Precision@ $k$ (e.g., P@3) for extreme multi-label datasets: Up to +1.6% improvement over strong transformer or hierarchical rankers on Eurlex-4K, Wiki10-31K, AmazonCat-13k.
Mean Average Precision (mAP), Micro-F1, and Macro-F1 are also reported to ensure head class performance is preserved.

Empirically, in “rare-enhanced” scenarios (where positive instances for rare labels are artificially reduced), CD-GTMLL margins increase further relative to re-weighted or monolithic baselines. Ablation reveals that the curiosity bonus induces an emergent division of labor across players: some specialize in tail label prediction, others in head label consensus, leading to quicker agreement on rare class assignments without manual class weighting.

6. Scalability and Robustness

The computational footprint of CD-GTMLL scales linearly with label count. The label space is partitioned sparsely among a small number of players; fusion and reward computation are lightweight. Training dynamics remain robust under data noise and label occlusion: ablation studies indicate that in the presence of label noise, the drop in Rare-F1 is lower for CD-GTMLL than for comparable single-head or re-weighting-based models. The modular backbone-head-fusion architecture is amenable to parallelism and allows for further architectural enhancements (e.g., adaptive label sharing).

7. Relation to Broader Curiosity and Game-Theoretic Learning Frameworks

CD-GTMLL synthesizes classical intrinsic motivation theory from computational neuroscience and developmental robotics (Oudeyer, 2018), cooperative game theory, and scalable multi-label learning. Its curiosity mechanisms draw on the principle of maximizing learning progress and minimizing free energy, akin to those used for developmental curriculum generation and world-model discovery in autonomous agents. The division of collaborative responsibility via game-theoretic decomposition parallels frameworks where each agent explores regions of high uncertainty, high conflict, or rare novelty (Sun et al., 2022). Compared to active learning or pseudo-labeling schemes (Qi et al., 26 Nov 2024), CD-GTMLL offers explicit convergence guarantees and a formally justified bias toward tail label exploration, tunable by hyperparameters without hand-crafted class weights.
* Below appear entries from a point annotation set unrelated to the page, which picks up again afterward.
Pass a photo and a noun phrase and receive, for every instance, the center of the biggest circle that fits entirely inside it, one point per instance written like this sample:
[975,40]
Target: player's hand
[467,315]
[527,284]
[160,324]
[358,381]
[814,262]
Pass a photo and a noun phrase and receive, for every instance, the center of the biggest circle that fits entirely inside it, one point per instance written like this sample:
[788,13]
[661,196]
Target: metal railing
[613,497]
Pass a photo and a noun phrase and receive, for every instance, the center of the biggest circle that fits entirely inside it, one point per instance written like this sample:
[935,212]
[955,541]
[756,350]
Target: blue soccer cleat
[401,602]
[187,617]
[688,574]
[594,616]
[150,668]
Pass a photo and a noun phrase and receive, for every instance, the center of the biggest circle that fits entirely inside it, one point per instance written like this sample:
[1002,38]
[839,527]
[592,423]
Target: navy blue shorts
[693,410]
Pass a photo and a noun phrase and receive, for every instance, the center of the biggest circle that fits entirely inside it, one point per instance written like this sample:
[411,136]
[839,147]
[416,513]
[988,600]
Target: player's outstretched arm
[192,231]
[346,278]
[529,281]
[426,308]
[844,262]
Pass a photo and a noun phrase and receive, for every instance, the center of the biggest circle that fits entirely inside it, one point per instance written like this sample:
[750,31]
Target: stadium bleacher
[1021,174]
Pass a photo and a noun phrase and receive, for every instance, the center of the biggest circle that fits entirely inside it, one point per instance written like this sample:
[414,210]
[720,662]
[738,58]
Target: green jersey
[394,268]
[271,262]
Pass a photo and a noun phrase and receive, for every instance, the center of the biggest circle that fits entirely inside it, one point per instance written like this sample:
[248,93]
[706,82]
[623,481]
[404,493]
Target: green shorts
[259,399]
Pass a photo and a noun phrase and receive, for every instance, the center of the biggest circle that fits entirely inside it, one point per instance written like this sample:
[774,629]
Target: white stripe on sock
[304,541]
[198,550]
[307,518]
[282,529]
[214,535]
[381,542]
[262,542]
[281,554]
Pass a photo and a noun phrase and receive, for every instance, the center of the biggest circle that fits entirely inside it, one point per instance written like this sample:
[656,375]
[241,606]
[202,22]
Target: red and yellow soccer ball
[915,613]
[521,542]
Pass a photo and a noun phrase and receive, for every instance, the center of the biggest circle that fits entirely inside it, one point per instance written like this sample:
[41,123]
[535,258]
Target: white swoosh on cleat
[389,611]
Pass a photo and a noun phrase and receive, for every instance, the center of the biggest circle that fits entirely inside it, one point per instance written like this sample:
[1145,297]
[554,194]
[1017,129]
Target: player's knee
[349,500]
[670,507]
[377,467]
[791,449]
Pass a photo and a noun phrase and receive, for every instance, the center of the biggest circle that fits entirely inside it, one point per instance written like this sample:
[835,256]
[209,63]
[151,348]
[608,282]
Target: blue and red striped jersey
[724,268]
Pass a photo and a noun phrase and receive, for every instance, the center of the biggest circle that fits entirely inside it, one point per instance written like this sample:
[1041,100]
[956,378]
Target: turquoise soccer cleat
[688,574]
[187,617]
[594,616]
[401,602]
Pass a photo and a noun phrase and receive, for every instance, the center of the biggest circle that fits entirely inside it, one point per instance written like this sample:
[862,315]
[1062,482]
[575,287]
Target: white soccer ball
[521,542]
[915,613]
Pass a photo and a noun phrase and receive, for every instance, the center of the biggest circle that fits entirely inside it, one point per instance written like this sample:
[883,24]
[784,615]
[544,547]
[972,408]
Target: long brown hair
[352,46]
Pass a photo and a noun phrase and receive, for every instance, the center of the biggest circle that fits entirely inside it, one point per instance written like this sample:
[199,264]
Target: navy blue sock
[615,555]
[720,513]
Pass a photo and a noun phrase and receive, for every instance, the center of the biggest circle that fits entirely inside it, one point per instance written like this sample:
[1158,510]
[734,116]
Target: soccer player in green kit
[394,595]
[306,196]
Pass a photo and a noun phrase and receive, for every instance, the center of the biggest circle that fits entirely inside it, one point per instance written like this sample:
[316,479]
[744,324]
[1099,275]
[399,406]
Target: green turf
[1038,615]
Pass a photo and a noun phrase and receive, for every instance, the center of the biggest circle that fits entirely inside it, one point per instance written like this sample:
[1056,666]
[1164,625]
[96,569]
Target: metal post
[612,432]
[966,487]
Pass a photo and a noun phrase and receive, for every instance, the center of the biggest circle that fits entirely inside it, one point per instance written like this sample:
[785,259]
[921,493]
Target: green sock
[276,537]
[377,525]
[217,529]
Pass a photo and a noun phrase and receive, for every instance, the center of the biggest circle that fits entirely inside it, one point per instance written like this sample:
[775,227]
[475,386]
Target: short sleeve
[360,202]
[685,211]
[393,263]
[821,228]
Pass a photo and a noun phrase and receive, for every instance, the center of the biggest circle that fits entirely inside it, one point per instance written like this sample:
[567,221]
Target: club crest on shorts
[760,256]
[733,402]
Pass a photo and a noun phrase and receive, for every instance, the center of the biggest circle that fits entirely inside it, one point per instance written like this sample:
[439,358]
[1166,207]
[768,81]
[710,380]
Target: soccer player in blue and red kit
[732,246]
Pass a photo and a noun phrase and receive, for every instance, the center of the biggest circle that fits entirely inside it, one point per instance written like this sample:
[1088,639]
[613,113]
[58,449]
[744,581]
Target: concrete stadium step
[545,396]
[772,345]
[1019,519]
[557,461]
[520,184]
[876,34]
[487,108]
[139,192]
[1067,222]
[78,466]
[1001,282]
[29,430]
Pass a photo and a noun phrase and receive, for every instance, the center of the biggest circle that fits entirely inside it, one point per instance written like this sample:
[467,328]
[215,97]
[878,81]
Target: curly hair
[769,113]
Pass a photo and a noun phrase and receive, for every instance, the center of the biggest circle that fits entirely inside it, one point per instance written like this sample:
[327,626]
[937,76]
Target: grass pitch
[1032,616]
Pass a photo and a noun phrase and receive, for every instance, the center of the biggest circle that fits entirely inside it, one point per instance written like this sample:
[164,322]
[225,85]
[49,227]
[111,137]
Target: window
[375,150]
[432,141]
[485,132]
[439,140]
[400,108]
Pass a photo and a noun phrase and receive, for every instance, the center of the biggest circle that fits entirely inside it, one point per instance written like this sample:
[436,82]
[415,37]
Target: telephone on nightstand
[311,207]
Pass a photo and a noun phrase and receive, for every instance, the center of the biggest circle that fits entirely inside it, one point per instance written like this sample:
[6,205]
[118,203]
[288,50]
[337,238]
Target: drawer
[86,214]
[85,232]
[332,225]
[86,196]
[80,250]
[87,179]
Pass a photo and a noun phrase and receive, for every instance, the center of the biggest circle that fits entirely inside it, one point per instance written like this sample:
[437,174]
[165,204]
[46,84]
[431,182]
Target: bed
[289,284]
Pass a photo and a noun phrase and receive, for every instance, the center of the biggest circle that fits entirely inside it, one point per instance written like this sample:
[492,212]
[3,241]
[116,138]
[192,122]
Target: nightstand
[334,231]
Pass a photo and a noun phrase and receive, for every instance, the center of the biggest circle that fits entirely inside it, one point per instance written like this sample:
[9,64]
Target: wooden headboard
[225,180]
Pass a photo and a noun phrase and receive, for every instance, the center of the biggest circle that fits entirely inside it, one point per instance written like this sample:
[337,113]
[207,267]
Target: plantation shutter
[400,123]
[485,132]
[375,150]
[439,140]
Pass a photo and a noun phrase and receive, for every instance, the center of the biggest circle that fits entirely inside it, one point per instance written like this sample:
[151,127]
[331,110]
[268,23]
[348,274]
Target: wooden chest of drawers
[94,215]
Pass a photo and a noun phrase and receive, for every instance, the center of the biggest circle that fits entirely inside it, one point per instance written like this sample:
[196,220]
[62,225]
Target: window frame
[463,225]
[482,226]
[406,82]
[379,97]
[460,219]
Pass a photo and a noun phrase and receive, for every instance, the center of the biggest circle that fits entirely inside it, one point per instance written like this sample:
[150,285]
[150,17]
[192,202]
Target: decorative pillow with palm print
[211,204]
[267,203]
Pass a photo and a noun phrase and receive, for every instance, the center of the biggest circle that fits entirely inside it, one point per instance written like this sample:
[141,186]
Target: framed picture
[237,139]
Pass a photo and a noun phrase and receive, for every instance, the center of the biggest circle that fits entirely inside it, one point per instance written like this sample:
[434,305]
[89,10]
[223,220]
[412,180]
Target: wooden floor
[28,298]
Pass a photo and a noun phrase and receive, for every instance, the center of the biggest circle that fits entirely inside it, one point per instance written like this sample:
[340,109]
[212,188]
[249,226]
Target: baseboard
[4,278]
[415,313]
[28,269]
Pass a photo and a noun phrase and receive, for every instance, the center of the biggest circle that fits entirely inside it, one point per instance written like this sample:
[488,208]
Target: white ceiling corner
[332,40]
8. Significance and Outlook

Curiosity-Driven Game-Theoretic Multi-Label Learning constitutes a principled, scalable, and empirically validated route to countering long-tail imbalance in multi-label prediction. By decomposing prediction into overlapping, cooperative subproblems under curiosity-informed incentives and fusing their outputs, the framework achieves state-of-the-art Rare-F1 and tail-sensitive metrics on both moderate and extreme-scale benchmarks (Xiao et al., 20 Oct 2025). The underlying block coordinate potential maximization strategy and reward shaping open further research opportunities, including adaptive player allocation, hierarchical label grouping, integration with active learning, and unsupervised representation learning. CD-GTMLL thus occupies a central locus among modern approaches for robust, equitable multi-label classification in high-cardinality, highly imbalanced real-world data distributions.